Usare la realtà aumentata per interagire con gli oggetti presenti nello spazio fisico, aggiungendo uno strato “digitale” sopra a quello reale. E posizionare la propria arte al MoMA senza chiedere il permesso. Sono queste le idee alla base della performance “Hello, we’re from the Internet”, che si è svolta nelle sale del Museum of Modern Art di New York nei giorni scorsi. Autore dell’intervento, che si concentra sulla stanza che conserva i dipinti di Jackson Pollock e che sarà visibile fino al 2 maggio, è un collettivo che si fa chiamare MoMAR e che nel sito web ufficiale dichiara di voler “democratizzare gli spazi espositivi” sfruttando le possibilità offerte dalle tecnologie digitali. Per l’occasione, otto artisti hanno realizzato dei progetti in realtà aumentata, visualizzabili sul proprio smartphone tramite una app, che interagiscono in modi diversi con le opere di Pollock trasformandole in delle interfacce per l’accesso a informazioni e immagini di ogni genere. Come sottolineato nella presentazione ufficiale, l’azione non è stata in alcun modo autorizzata dal museo e vuole quindi configurarsi come un atto di riappropriazione di uno spazio pubblico dedicato all’arte, bypassando i cosiddetti gatekeeper, ossia chi decide cosa esporre e cosa no.
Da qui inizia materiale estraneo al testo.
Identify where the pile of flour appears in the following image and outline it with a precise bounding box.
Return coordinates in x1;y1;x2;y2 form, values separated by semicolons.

TROPPI PRECEDENTI ILLUSTRI
Il progetto, che è stato ampiamente pubblicizzato sui media come una grande novità grazie a una serie di articoli infarciti di termini come “guerrilla exhibition” e “hijacked museum”, è in realtà la fotocopia di un intervento pressoché identico svoltosi sempre al MoMA nel 2010, ben 8 anni fa, ideato da Sander Veenhof e Mark Skwarek come contributo al Conflux Festival e intitolato WeARinMoMA. Stesso museo, stessa identica idea: opere d’arte in realtà aumentata da fruire al MoMA usando il proprio smartphone. Anche qui, senza il beneplacito dell’istituzione coinvolta. Ma non si tratta dell’unico precedente, anche se è sicuramente il più somigliante. Basti pensare, solo per citare i progetti più noti, all’intervento sempre di Veenhof e Skwarek, stavolta insieme a Tamiko Thiel alla Biennale di Venezia del 2011 sotto la sigla Manifest.AR; all’Invisible Pavillion alla stessa Biennale, curato dagli italiani Simona Lodi e Les Liens Invisibles o all’omaggio parodia a Damien Hirst realizzato dalla Thiel alla Tate Modern nel 2012.
Un’idea, insomma, che ha colpito la stampa non specializzata con le sue dichiarazioni altisonanti sul web come mezzo di liberazione dalle gerarchie (con toni molto Anni Novanta), ma che non racconta niente di nuovo a chi negli ultimi dieci anni ha seguito le evoluzioni del rapporto tra arte e tecnologia. Se non per un dato un po’ deprimente, ossia la totale mancanza di memoria storica di tanti giovani artisti, peraltro in questo caso una memoria a brevissimo termine.